Ale jest też konkurencja, która często nad te wartości przedkłada szybki zysk. Jak firma sobie z tym radzi?

Firma rodzinna ma zazwyczaj płaską strukturę hierarchiczną, czyli jeden bardzo precyzyjnie zdefiniowany ośrodek decyzyjny, który bardzo szybko – w odróżnieniu od wielkich koncernów – jest w stanie podjąć decyzję. Poza tym ma właściciela, którego pracownicy spotykają na korytarzu, wiedzą, kim jest. To jest niezmiernie ważne z perspektywy motywacji załogi, wiedzieć, dla kogo się pracuje i jakie wartości ten właściciel prezentuje.

Dziś w teorii zarządzania zastanawiamy się, czy tzw. turkusowa organizacja, która sprzyja przedsiębiorczości, otwartości, kreatywności, jest lepsza od folwarcznej. Ja jestem zwolennikiem tej pierwszej. Jestem przekonany, że w świecie wymagającym dużych zmian tylko środowiska sprzyjające edukacji i kreatywności wygrają. I jestem przekonany, że firmy rodzinne właśnie takie wartości kultywują.

A co z sukcesją? Bywa przecież, że dzieci założyciela firmy rodzinnej nie chcą tego biznesu dalej prowadzić.

Pierwsze pokolenie polskich przedsiębiorców, którzy tworzyli tu kapitalizm, przez długi czas skupiało się na tym, żeby zbudować dużą wartość. Nie zastanawiali się, co się wydarzy za 30 lat. Ta refleksja przyszła teraz, gdy muszą odejść na emerytury.

Jestem przekonany, że wnuki tych przedsiębiorców będą doskonale przygotowane do sukcesji, bo tak się dzieje na dojrzałych rynkach. Tutaj mamy dwie możliwości – albo założyciel dogada się z rodziną, która przejmie stery, albo zdecyduje się na menedżerów najemnych.

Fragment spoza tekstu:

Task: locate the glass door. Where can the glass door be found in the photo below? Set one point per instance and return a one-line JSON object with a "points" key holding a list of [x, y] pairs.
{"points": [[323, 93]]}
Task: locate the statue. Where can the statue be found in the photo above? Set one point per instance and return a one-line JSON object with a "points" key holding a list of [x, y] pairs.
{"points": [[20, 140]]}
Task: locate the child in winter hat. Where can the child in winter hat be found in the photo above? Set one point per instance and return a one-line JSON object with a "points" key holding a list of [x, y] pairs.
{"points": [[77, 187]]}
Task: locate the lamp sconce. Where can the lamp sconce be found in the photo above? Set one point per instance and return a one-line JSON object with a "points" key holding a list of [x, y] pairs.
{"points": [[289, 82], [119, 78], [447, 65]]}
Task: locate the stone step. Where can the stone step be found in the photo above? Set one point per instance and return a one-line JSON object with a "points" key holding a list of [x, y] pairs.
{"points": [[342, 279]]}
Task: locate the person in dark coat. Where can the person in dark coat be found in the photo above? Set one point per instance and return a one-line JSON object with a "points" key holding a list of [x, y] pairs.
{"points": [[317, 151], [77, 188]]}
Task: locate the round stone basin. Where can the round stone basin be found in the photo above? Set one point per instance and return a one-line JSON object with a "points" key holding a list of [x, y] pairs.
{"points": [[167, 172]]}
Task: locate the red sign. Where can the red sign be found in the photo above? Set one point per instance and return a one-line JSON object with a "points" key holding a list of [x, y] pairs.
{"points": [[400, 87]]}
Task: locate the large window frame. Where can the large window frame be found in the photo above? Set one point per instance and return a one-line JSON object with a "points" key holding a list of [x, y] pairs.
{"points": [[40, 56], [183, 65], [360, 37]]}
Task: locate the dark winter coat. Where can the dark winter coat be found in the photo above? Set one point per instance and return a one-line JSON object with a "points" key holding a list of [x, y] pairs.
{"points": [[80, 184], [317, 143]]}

Ciekawym przykładem jest Japonia, gdzie więzi rodzinne są bardzo ważne. Tam znany jest system adopcyjny, czyli rodzina adoptuje menedżera, który przejmuje stery w firmie. Natomiast rodzinie, z której wywodzi się ta osoba, daje się odprawę i wszyscy są zadowoleni.

W przypadku problemów z sukcesją pojawia się ryzyko wrogiego przejęcia. Jak się przed tym zabezpieczyć?

Założyciel musi w pierwszej kolejności podjąć decyzję, że chce, żeby to była wielopokoleniowa firma rodzinna. Jeśli to zrobi, zacznie budować mechanizmy, które będą ten biznes chroniły – chociażby przed rozdrobnieniem udziałów. Ważna jest też budowa środowiska, które będzie wspierało edukację i kreatywność, bo wtedy firma będzie miała bardzo silne podstawy gospodarcze i jej przejęcie będzie bardzo trudne.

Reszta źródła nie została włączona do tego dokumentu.